TRUST TO TRUST: Should you place your primary residence in a trust?
JOHANNESBURG – The decision to move your primary residence into a trust depends on your individual circumstances. The general rule of thumb is to consider moving any property into a trust only if you plan to hold it for a long time, unless you want to protect it from your creditors.
Here is a summary of the benefits of a trust owning your primary residence:
Provided you do not establish a trust with the intention of prejudicing creditors, purchasing or transferring a property into a trust helps to protect the specific asset from your creditors.
There is continuity, for both the trust and the property it owns, after your death.
Assets such as farms cannot be divided. By placing these types of assets in a trust, the heirs can be the beneficiaries of the income generated by the assets.
Since the property is not registered in your name, the value of your personal estate upon your death is reduced, thereby reducing your exposure to estate duty.
Remember, however, that any loans created in order to transfer assets from your personal name into the trust will be included as an asset in your estate, unless it is fully repaid upon your death.
There are no executor’s fees on a property owned by a trust. Executor’s fees are usually 3.5percent plus VAT on the gross value (excluding any debt) of your property at the time of your death.
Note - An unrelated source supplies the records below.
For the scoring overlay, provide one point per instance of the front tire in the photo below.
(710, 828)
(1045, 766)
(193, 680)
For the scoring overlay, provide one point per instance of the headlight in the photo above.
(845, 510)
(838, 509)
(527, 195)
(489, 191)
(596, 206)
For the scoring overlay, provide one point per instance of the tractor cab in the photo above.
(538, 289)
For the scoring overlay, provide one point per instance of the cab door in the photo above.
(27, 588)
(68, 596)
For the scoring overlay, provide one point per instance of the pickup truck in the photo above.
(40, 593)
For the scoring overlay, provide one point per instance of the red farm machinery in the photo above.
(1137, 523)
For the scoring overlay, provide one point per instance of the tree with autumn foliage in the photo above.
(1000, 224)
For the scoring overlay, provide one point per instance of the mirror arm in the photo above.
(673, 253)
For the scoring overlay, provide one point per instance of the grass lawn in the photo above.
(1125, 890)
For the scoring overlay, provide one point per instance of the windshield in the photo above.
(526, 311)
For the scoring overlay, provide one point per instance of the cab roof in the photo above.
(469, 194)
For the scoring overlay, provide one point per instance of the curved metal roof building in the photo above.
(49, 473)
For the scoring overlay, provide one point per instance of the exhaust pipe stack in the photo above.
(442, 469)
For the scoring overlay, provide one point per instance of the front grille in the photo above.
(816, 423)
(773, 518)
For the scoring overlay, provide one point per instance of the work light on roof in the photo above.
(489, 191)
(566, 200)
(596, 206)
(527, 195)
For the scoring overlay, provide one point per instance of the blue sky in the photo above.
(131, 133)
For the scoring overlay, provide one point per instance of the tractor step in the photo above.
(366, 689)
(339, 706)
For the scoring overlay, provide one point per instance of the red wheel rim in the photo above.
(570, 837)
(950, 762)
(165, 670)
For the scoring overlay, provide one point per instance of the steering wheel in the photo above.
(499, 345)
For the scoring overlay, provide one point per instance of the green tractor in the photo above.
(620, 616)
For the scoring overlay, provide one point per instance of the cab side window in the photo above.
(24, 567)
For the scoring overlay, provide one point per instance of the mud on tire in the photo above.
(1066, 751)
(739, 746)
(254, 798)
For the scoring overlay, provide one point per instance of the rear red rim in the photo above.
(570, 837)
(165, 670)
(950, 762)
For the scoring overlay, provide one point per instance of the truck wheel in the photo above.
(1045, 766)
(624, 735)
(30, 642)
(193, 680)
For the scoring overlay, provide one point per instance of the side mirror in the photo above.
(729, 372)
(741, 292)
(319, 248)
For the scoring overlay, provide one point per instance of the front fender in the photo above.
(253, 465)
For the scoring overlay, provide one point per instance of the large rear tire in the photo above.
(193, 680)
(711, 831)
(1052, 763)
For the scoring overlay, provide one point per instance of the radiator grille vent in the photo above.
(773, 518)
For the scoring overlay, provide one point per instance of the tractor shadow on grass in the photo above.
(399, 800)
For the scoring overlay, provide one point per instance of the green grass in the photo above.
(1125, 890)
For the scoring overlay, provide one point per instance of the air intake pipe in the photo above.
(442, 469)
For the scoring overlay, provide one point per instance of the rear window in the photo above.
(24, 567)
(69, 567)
If the property is bonded, it could be an effective cost as high as 10percent of the net value of the property.
There is no need to transfer the property from the name of the deceased into the name of his/her heir(s), resulting in savings on capital gains tax.
The punitive provisions on interest-free loans in terms of section 7C of the Income Tax Act excludes loans related to primary residences.
Consider these factors before placing your primary residence in a trust:
In the case of a primary residence, the possibility exists that higher capital gains tax will be payable on the disposal of your residence, due to the loss of the primary residence exclusion (R2 million) for capital gains purposes.
The sale of properties in a trust attracts a higher capital gains tax (36percent) versus individuals (between 7.2percent and 18percent) if the gains are not distributed to beneficiaries.
When a bank lends money to a trust and the trust has little (if any) assets with the exception of the property, then you will either have to sign as surety, or else security in the form of cash will be required.
Upon your death the bank might put in a claim, and if the estate does not have sufficient equity, the bank has the power to sell the property in order to settle the outstanding bond. The larger the outstanding debt, the greater the risk that the trust will not protect this asset against a creditor, in this case the bank.
Other assets that may form part of the trust may be at risk of exposure too.
In view of the fact that trustees cannot enter into agreements until they have been issued with Letters of Authority by the Master, it should be noted that no person may enter into an agreement “on behalf of a trust to be formed”.
Any offer to purchase or agreement of sale signed by trustees before they have been appointed in writing by the Master (and a Letters of Authority has been issued) is void and unenforceable.
It is important to ascertain from the trust deed whether the trustees have the power to buy and sell property on behalf of the trust.
In situations where the trust requires a mortgage bond, the power of the trustees to mortgage trust property must be specifically provided for in the trust deed. The trust deed also stipulates how the decisions of trustees are to be taken.
Trustees always have to ensure that the required number of trustees are in office as required in the trust deed, and that decisions are properly taken and documented.
If only one trustee is going to sign the agreement of sale and/or the conveyancing documents required to give effect to the transfer of the property, he/she must be authorised to do so by a resolution that has been signed by all the other trustees.
An asset register must be kept of each property acquired in a trust. Any repairs, maintenance, insurance or other bills, such as water and rates and taxes, will be for the trust’s account. It is accepted practice that if the beneficiaries stay in the house for free, they must pay for these costs.
Van der Spuy is a registered Fiduciary Practitioner of South Africa® and the founder of Trusteeze®, which specialises in trust administration.